The Environment Protection Authority (EPA) has concluded its assessment of a proposed extension to the McRobies Gully landfill, South Hobart.
The Hobart City Council is seeking to increase the final fill height of a portion of the McRobies Gully Landfill in South Hobart by 16 meters. This involves an extension of the landfilling area on the north-western and north-eastern boundaries of the existing landfilling area. The proposal effectively extends the operating life of the landfill for an additional 15 years. No increase in the existing limit of waste to be received at the landfill (85,000 tonnes per annum) has been sought.
The Chair of the EPA Board, Mr Warren Jones, said that the Board concluded the extension of the landfill could be developed and managed in an environmentally sustainable and acceptable manner, with certain conditions. These conditions must be included in any permit subsequently granted by the Hobart City Council.
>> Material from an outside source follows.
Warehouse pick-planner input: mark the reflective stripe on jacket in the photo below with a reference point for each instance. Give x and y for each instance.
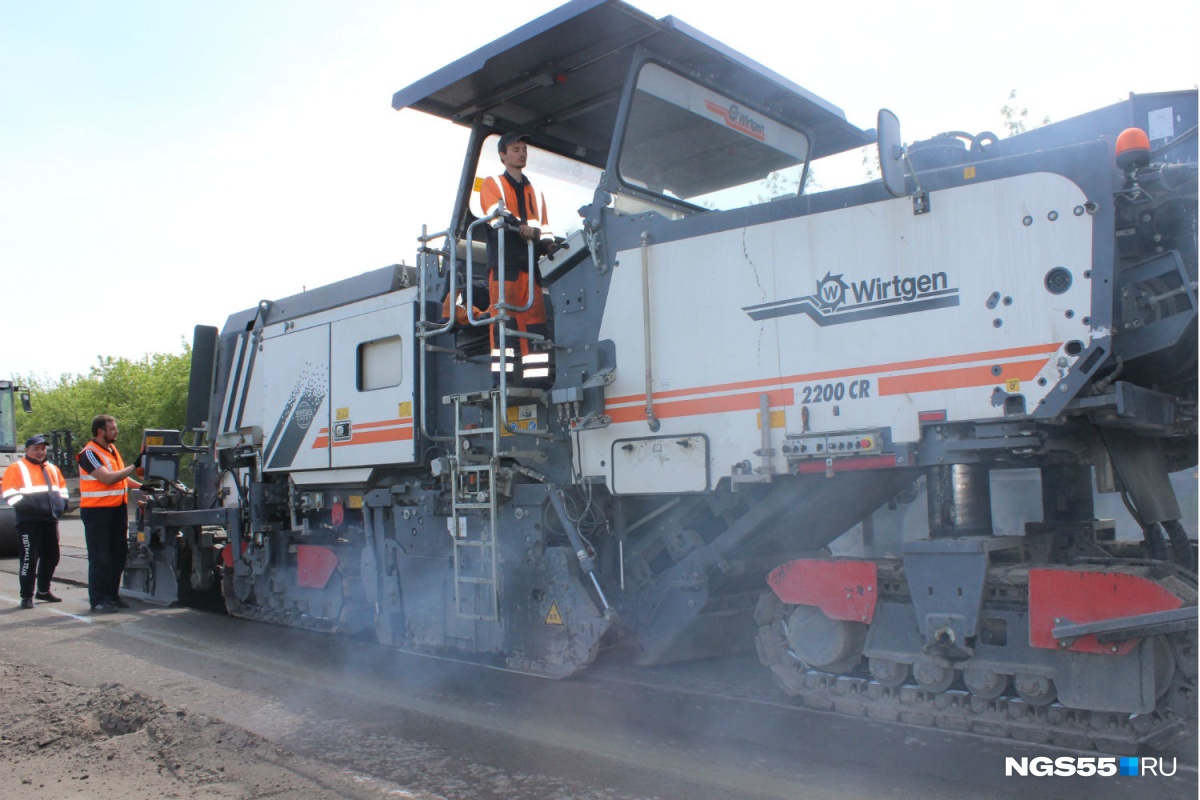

"Five representations were received during the 28 day period of public consultation, which commenced on 5 December 2015," Mr Jones said.
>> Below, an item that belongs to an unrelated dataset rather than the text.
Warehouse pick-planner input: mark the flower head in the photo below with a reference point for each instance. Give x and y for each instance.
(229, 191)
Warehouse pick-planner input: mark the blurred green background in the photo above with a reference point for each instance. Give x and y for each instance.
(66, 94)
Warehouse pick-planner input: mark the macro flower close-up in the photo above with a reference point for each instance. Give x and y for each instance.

"One representation considered that the site is currently well managed and raised issues about the long term use of the area which are beyond the scope of this assessment, while another dealt with “big-picture” waste issues rather than the specific proposal," he said.
"The remaining three raised issues including the extension of the life of the landfill and the potential for ongoing odour, noise, dust and traffic problems for nearby residents, potential impacts from windblown garbage, feral animals and weeds on adjoining lands (including Wellington Park), and the potential for impact on threatened species.
“In making its assessment, the Board considered these issues along with key environmental impacts of the proposal.
“The potential impacts on the threatened Swift Parrot from the removal of potential habitat were a key focus, and conditions have been included in the permit that will require Council to plan for and undertake the appropriate management for the removal of a number of blue gums” he said.
“Issues relating to drainage and leachate management, dust and odour, and noise, were also considered and conditions placed in the permit to manage the risk to the environment and to nearby residents” said Mr Jones.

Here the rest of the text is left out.